Dosen Unair: Kebijakan ERP tak boleh Diterapkan dengan Gegabah

RILISINFO.COM – Jakarta, Rencana pemberlakuan  electronic road pricing  (ERP) atau sistem jalan berbayar di ibu kota tengah mencuat baru-baru ini. Pemerintah Provinsi (Pemprov) DKI Jakarta menyatakan, pemberlakuan kebijakan tersebut bertujuan untuk mengendalikan kemacetan lalu lintas yang terus meningkat. 

Menanggapi hal tersebut, dosen kajian politik tata ruang dan transportasi Universitas Airlangga (UNAIR) Dr Siti Aminah Dra MA menyatakan bahwa kebijakan ERP tidak boleh diterapkan dengan gegabah.

Dikutip dari unair.ac.id , Dr Siti Aminah mengatakan, pemberlakuan ERP memerlukan kajian dari berbagai aspek, tidak hanya berfokus untuk memecahkan masalah kemacetan dan hitungan ekonomi bisnis. Namun, terdapat aspek-aspek lain yang perlu dipertimbangkan dan diperhatikan. 

“Aspek energi, keberlanjutan pembangunan, aspek perilaku pengguna mobil, aspek mobilitas, dan lain-lain. ERP itu berada dalam skema kebijakan yang besar yaitu SDGs (Sustainable Development Goals, Red),” tulisnya.

Aminah menerangkan bahwa sejak tahun 1992, pemerintah DKI Jakarta telah berupaya mencari solusi untuk memecahkan kemacetan lalu lintas tanpa merugikan pengguna jalan dan pemilik kendaraan bermotor, baik mobil ataupun sepeda motor.

Kebijakan tersebut kemudian dikenal dengan istilah ‘3 in 1’. Kendati demikian, masyarakat mampu menyiasati kebijakan tersebut dengan berbagi kendaraan bersama orang lain agar tidak kena tilang. Selain itu, muncul banyak joki sementara penumpang agar dapat melalui ruas jalan-jalan protokol.

“Semua penduduk punya hak untuk menggunakan jalan dan melayani kebutuhan untuk melakukan mobilitas dari satu tempat ke tempat lain. Jalan itu barang publik, jika jalan sudah dijual ke masyarakat atas nama mengatasi kemacetan, mengurangi polusi, bagaimana dengan kehadiran taksi-taksi  online ? Berapa harga yang harus dibayar oleh pengguna taksi?” Jelasnya.
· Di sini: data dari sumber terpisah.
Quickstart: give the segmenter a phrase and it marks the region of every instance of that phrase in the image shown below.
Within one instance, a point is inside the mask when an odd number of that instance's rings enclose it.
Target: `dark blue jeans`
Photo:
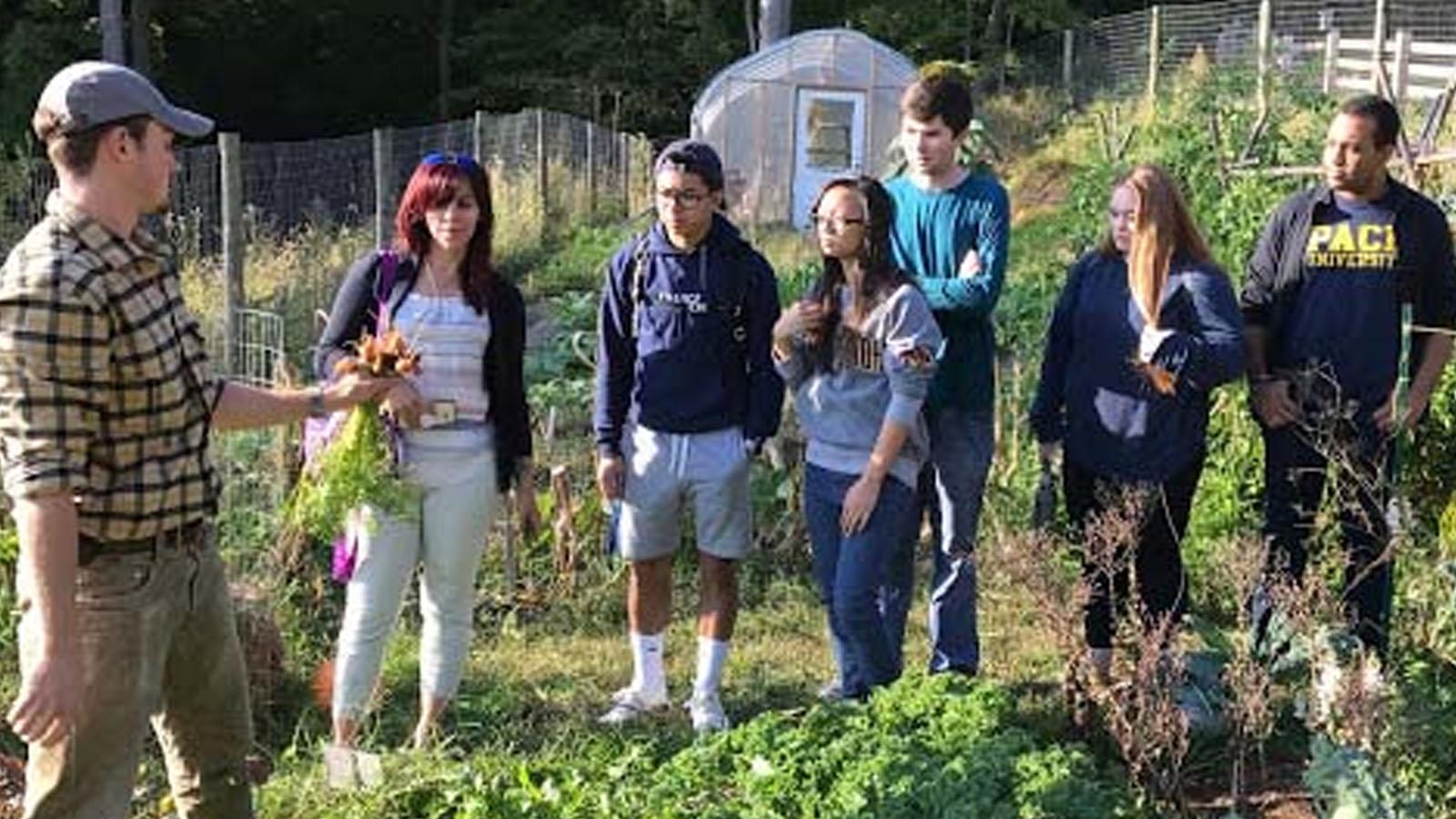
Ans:
[[[1111,648],[1115,618],[1128,606],[1131,577],[1137,577],[1137,593],[1147,625],[1163,616],[1176,624],[1188,611],[1188,577],[1182,564],[1182,539],[1188,530],[1192,497],[1203,475],[1204,453],[1160,484],[1137,484],[1098,475],[1070,458],[1061,466],[1061,485],[1067,500],[1067,517],[1082,548],[1082,577],[1089,587],[1083,630],[1089,648]],[[1139,498],[1137,520],[1131,542],[1118,544],[1127,555],[1115,571],[1096,565],[1088,557],[1089,528],[1112,510],[1121,510],[1123,493]],[[1112,526],[1115,530],[1117,526]],[[1130,554],[1128,554],[1130,552]],[[1131,571],[1131,574],[1130,574]]]
[[[930,579],[930,673],[977,673],[981,643],[976,529],[996,436],[990,415],[978,412],[927,407],[925,418],[930,428],[930,461],[920,471],[916,512],[906,520],[904,539],[895,549],[882,590],[882,611],[898,666],[914,596],[914,557],[923,509],[936,545]]]
[[[900,676],[879,612],[879,589],[890,557],[904,536],[906,520],[916,509],[910,487],[885,478],[865,528],[846,536],[839,516],[844,494],[858,479],[812,463],[804,468],[804,517],[814,546],[814,580],[839,644],[839,678],[846,697],[863,697]]]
“Apakah keadilan dalam mobilitas tidak terkirim? ERP ini bisa dimaknai sebagai eksklusi sosial masyarakat dari jalan raya dan transportasi pribadi. Belajar dari pengalaman kota-kota besar di negara lain sangat penting,” sambungnya.

Lebih lanjut, dosen Ilmu Politik menyatakan bahwa ERP bukan hanya skema yang muncul secara politis maupun administratif. Berbagai solusi dibutuhkan untuk mengatasi krisis lingkungan yang menantang perkembangan Jakarta. Sementara di sisi lain, pandangan dan kontroversi sensitif terkait privasi individu dalam melakukan mobilitas menjadi agenda tersendiri yang juga perlu mendapat perhatian dari pemangku kebijakan. 
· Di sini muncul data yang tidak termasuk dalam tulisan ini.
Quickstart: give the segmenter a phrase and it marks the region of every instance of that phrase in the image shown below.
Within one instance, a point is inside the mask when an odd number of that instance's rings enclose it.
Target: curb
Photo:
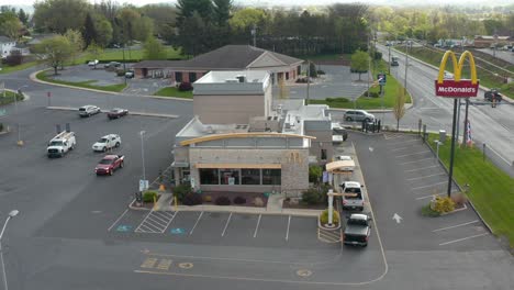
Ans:
[[[183,99],[183,98],[177,98],[177,97],[159,97],[159,96],[150,96],[150,94],[130,94],[130,93],[122,93],[122,92],[115,92],[115,91],[104,91],[104,90],[81,88],[81,87],[75,87],[75,86],[71,86],[71,85],[49,82],[49,81],[41,80],[41,79],[36,78],[37,74],[40,74],[41,71],[45,71],[45,70],[48,70],[48,69],[42,69],[42,70],[38,70],[38,71],[34,71],[29,77],[34,82],[40,82],[40,83],[45,83],[45,85],[48,85],[48,86],[56,86],[56,87],[62,87],[62,88],[86,90],[86,91],[93,91],[93,92],[102,92],[102,93],[110,93],[110,94],[118,94],[118,96],[137,96],[137,97],[143,97],[143,98],[161,99],[161,100],[176,100],[176,101],[186,101],[186,102],[192,102],[193,101],[192,99]]]
[[[63,110],[63,111],[78,111],[78,108],[72,108],[72,107],[45,107],[48,110]],[[102,113],[104,111],[100,109]],[[145,116],[158,116],[158,118],[169,118],[169,119],[177,119],[179,115],[174,115],[174,114],[157,114],[157,113],[144,113],[144,112],[128,112],[128,114],[132,115],[145,115]]]

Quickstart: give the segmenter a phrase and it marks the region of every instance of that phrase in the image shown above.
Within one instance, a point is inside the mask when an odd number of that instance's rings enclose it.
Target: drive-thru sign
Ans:
[[[461,79],[462,67],[466,60],[469,58],[469,67],[471,72],[471,79]],[[454,79],[445,79],[445,68],[448,62],[451,59],[454,66]],[[436,96],[447,98],[469,98],[477,97],[479,90],[479,81],[477,79],[477,68],[474,66],[474,59],[470,52],[466,51],[457,63],[457,57],[451,51],[447,51],[440,60],[439,76],[435,81]]]

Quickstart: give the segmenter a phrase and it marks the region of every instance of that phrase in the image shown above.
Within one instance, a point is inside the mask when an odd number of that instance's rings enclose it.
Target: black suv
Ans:
[[[492,102],[493,100],[495,102],[501,102],[503,99],[502,94],[498,92],[498,90],[494,90],[494,89],[487,91],[483,98],[485,99],[485,101],[489,101],[489,102]]]

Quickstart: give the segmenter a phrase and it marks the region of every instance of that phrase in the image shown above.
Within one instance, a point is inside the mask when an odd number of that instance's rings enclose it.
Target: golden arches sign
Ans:
[[[469,58],[469,67],[471,72],[471,79],[461,79],[462,68],[466,62],[466,58]],[[445,68],[446,64],[450,59],[451,65],[454,66],[454,79],[445,79]],[[477,97],[479,89],[479,80],[477,78],[477,67],[474,65],[473,55],[466,51],[457,62],[455,53],[447,51],[440,60],[439,75],[435,81],[436,96],[439,97],[449,97],[449,98],[469,98]]]

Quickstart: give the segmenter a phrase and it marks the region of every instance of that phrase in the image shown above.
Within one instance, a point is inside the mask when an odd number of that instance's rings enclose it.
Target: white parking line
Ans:
[[[422,168],[416,168],[416,169],[410,169],[410,170],[403,170],[403,171],[414,172],[414,171],[421,171],[421,170],[428,169],[428,168],[434,168],[434,167],[439,167],[439,166],[438,165],[433,165],[433,166],[427,166],[427,167],[422,167]]]
[[[262,214],[259,214],[259,220],[257,221],[257,225],[255,226],[254,237],[257,236],[257,231],[259,230],[260,224],[260,217],[262,217]]]
[[[225,228],[223,228],[222,236],[225,235],[225,231],[226,231],[226,227],[228,227],[228,223],[231,222],[231,219],[232,219],[232,212],[231,212],[231,214],[228,215],[228,219],[226,220]]]
[[[479,220],[474,220],[474,221],[467,222],[467,223],[461,223],[461,224],[456,224],[456,225],[451,225],[451,226],[446,226],[446,227],[437,228],[437,230],[434,230],[434,231],[432,231],[432,232],[435,233],[435,232],[445,231],[445,230],[450,230],[450,228],[454,228],[454,227],[458,227],[458,226],[462,226],[462,225],[468,225],[468,224],[472,224],[472,223],[478,223],[478,222],[479,222]]]
[[[197,227],[198,223],[200,222],[200,219],[202,219],[202,215],[203,215],[203,212],[201,212],[201,213],[198,215],[197,222],[194,223],[193,227],[191,228],[191,232],[189,232],[189,235],[192,235],[192,232],[194,231],[194,228]]]
[[[406,180],[412,181],[412,180],[417,180],[417,179],[423,179],[423,178],[434,177],[434,176],[442,176],[442,175],[446,175],[446,174],[444,172],[444,174],[435,174],[435,175],[427,175],[427,176],[421,176],[421,177],[413,177],[413,178],[407,178]]]
[[[289,219],[288,219],[288,231],[286,232],[286,241],[289,239],[289,226],[291,225],[291,215],[289,215]]]
[[[414,160],[414,161],[401,163],[400,165],[412,164],[412,163],[418,163],[418,161],[424,161],[424,160],[434,160],[434,158],[433,158],[433,157],[428,157],[428,158],[417,159],[417,160]]]
[[[407,156],[413,156],[413,155],[425,154],[425,153],[429,153],[429,152],[431,152],[431,150],[416,152],[416,153],[411,153],[411,154],[398,155],[398,156],[394,156],[394,157],[395,157],[395,158],[402,158],[402,157],[407,157]]]
[[[459,238],[459,239],[454,239],[454,241],[449,241],[449,242],[442,243],[442,244],[439,244],[439,246],[449,245],[449,244],[462,242],[462,241],[466,241],[466,239],[470,239],[470,238],[474,238],[474,237],[479,237],[479,236],[484,236],[484,235],[488,235],[488,234],[489,234],[489,233],[483,233],[483,234],[467,236],[467,237],[462,237],[462,238]]]
[[[423,188],[429,188],[429,187],[435,187],[435,186],[440,186],[440,185],[446,185],[446,183],[448,183],[448,181],[437,182],[437,183],[433,183],[433,185],[424,186],[424,187],[415,187],[415,188],[412,188],[412,190],[423,189]]]
[[[120,217],[118,217],[118,220],[115,220],[114,223],[112,223],[112,225],[109,226],[108,232],[111,232],[112,227],[113,227],[121,219],[123,219],[123,215],[125,215],[127,211],[128,211],[128,209],[126,209],[126,210],[122,213],[122,215],[120,215]]]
“Dengan demikian, untuk menerapkan ERP di Jakarta, masyarakat harus terus menyadari akan pentingnya program ERP yang dapat berjalan secara efisien dan berdampak positif terhadap keselamatan, kesejahteraan, kesehatan, jaminan pendapatan, kesempatan kerja, dan lain sebagainya,” katanya.

“Lebih dari itu, ERP juga berlaku sebagai kemacetan tarif atau pajak sebagai kebijakan publik yang diperlukan untuk memastikan pertumbuhan ekonomi jangka panjang, kualitas hidup, dan kesejahteraan penduduk. (*)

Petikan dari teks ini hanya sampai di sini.